Last night, two years worth of work and planning for the first online Census night came to a screaming heap. Households around Australia were greeted with a lovely message like:
And, as of 11am (AEST) this morning, it’s still down. So, how could it all have gone so horribly wrong? Why has two years worth of planning and 10 million dollars failed so catastrophically?
This article is a bit of an educated guess and analysis from other industry experts who were commentating on the #CensusFail Twitter stream. While it may not be conclusive, the fact that the site has been unable to collect the Census data for many hours clearly shows they missed something.
1. Outsourcing risks
The project for the collecting the Census data and scalability had been outsourced to IBM. Somehow the government still hasn’t learnt its lesson on entrusting companies who have had catastrophic failures. Firstly, we have the Queensland Health debacle. This is a project which went so badly that a Commission of Inquiry had to be established and IBM were subsequently banned from all future Queensland government tenders. It was late, massively over budget and then of course when it went live it caused tens of thousands of Queensland Health employees to be paid incorrectly for up to three years.

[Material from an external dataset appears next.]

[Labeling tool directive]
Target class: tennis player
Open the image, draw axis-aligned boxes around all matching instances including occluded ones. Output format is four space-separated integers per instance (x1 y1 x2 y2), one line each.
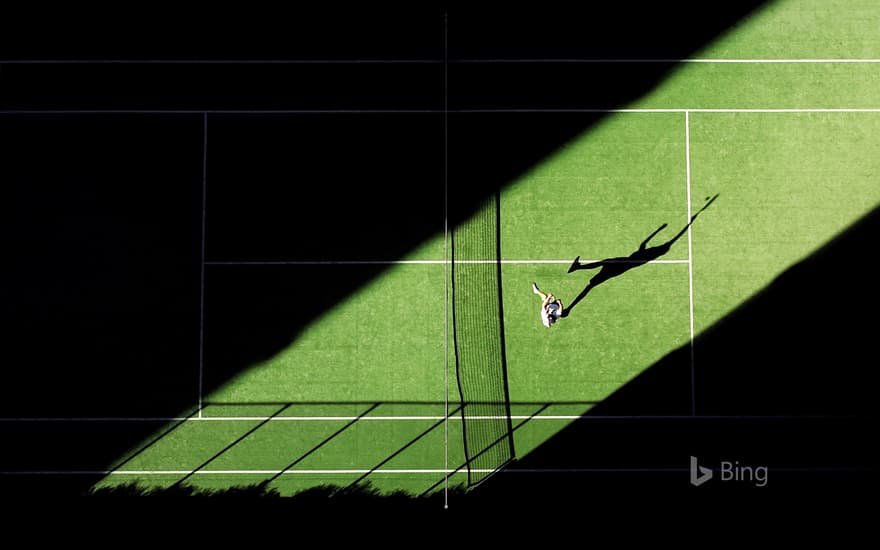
532 282 564 328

Secondly, IBM were the ones who couldn’t scale Myer’s website for the Boxing Day sales. Not only did it fail on the day, but after a week of revamping the site and infrastructure their solution was to place potential buyers in a queue and make them wait before browsing the site. This was a terrible outcome and as a professional looking in, it’s quite embarrassing that a large company could get it so very wrong.
2. Underestimating the peak numbers
The Australian Bureau of Statistics had previously boasted that they could handle 1 million submissions an hour, double what they expected. However, even a rudimentary analysis by a normal citizen can easily predict that this isn’t going to be good enough.

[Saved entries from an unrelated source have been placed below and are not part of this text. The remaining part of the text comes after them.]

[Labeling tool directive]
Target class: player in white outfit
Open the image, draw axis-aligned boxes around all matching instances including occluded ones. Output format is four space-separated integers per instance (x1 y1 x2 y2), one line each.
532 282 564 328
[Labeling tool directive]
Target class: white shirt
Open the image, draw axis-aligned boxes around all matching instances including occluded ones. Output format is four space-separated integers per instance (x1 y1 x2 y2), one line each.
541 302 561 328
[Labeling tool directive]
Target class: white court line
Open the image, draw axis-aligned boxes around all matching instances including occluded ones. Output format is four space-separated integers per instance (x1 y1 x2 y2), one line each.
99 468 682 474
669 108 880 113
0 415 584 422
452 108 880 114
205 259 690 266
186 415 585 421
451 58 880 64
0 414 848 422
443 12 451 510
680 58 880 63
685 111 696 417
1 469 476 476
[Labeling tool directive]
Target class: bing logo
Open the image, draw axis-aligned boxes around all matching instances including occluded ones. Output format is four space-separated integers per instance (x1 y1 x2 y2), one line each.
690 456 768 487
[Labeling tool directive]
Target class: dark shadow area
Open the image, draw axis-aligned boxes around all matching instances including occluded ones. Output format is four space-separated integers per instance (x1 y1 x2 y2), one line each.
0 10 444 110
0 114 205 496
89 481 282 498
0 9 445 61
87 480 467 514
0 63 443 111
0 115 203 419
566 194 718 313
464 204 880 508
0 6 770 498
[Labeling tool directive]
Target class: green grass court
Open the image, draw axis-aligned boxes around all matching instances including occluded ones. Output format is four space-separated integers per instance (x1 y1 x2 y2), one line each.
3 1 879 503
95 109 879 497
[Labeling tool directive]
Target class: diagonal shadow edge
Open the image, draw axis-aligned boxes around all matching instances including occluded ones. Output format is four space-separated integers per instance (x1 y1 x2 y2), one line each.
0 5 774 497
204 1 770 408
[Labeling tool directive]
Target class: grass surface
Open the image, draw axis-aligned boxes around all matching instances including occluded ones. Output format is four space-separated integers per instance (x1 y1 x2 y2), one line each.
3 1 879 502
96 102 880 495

An estimated 6 million households were going to complete the Census online. The majority of these households will have working adults, which means that it will be completed once the usual routines of cooking dinner and herding children are complete. Most people would have attempted it between 7pm and 9pm, which means the peak numbers are going to be over 2 million people per hour, with possible surges much higher.
For a government department who specialises in statistics, this seems to be very flawed thinking if they thought the peak was only going to be half a million. They could have staggered it over a number of nights quite easily if they thought the peak surges would be too difficult to handle and achieved a much better outcome.

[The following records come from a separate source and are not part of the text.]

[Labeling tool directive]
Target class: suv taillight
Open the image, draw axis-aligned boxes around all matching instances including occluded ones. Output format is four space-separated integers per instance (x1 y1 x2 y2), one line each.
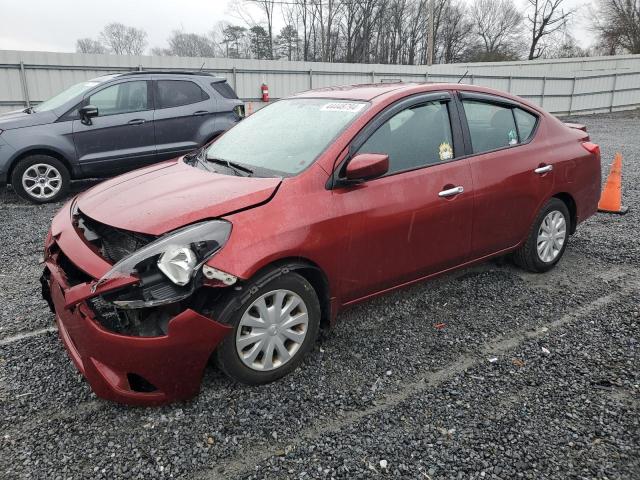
582 141 600 158
233 105 245 119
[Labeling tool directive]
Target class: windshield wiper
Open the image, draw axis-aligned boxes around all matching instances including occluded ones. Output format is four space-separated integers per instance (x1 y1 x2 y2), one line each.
207 157 254 177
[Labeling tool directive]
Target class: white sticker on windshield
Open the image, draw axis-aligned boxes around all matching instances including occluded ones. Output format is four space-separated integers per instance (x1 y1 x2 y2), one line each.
320 102 366 113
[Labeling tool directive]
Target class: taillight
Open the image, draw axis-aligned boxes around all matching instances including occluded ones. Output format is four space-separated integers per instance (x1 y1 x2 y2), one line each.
582 141 600 158
233 105 245 119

3. Poor infrastructure design
Initial analysis suggests that some of the infrastructure design for the Census data was quite positively woeful. There were only 11 servers to handle all of the Census processing. What’s more, the fact that the certificate has hard coded entries means that there’s no ability to spin up additional servers to process more traffic.
There were a number of route changes as the issues started to occur, suggesting that capacity issues were hit. These may have been from denial of service attacks or simply the inrush of everyone hitting the site at once, either way the outcome is the same. The system is hosted directly with IBM, not on their SoftLayer platform (owned by IBM) which has auto-scale ability built in. In this day and age, properly designing a system to scale is a well trodden path by many companies.
4. Privacy concerns
This is the one which really stands out. The government increased the time in which they hold your name and address details associated with your Census from 18 months to 4 years without any explanation as to why. Rightly so, many were very concerned about the impacts of this.
Many Australian citizens and even government Senators were quite outraged at the notion, which would have directly increased the motivation of attacks. Nobody likes the government spying on you or keeping personal information without any sort of justification. This would have directly motivated hackers to take action, something of which we’ve no doubt seen the results of.
5. Underestimating hackers
Just to clear it up, what we’re seeing so far suggests an attack, not a hack. There’s a clear distinction here, no data has been lost (yet). The worst thing you can do is make yourself a big target without proper protection in place. The moment you trivialise or think you’ve thwarted the power that hackers have, they’ll simply prove you wrong.
Hackers have access to enormous amounts of server resources and also immense talent. Regardless of if you think their work is unethical or illegal, you simply cannot take a moral high ground and expect to win. The privacy issues no doubt gave them additional assistance to bring the site down.
Even without compromising the data, they’ve shown that they can counteract the government’s protection and planning. This isn’t a good sign at all, if they can’t stop a denial of service attack, can you trust them to protect the data itself?
Going forward
It’s hard to make suggestions without knowing the exact cause of the failure, but one thing that can certainly be done is to rebuild the trust of the Australian citizens. The level of distrust only causes further concern and again fuels hackers to take action. As the recent election shows, Australian citizens are already at high levels of distrust with the government, even without the Census debacle.
Let’s hope that the’s actual lessons learnt from this, rather than repeating it all over again in five years time.
Update: For another great perspective on the matter, check out the Risky Business blog. The lack of planning and expertise is worse than I thought, especially for the money and size of the companies involved.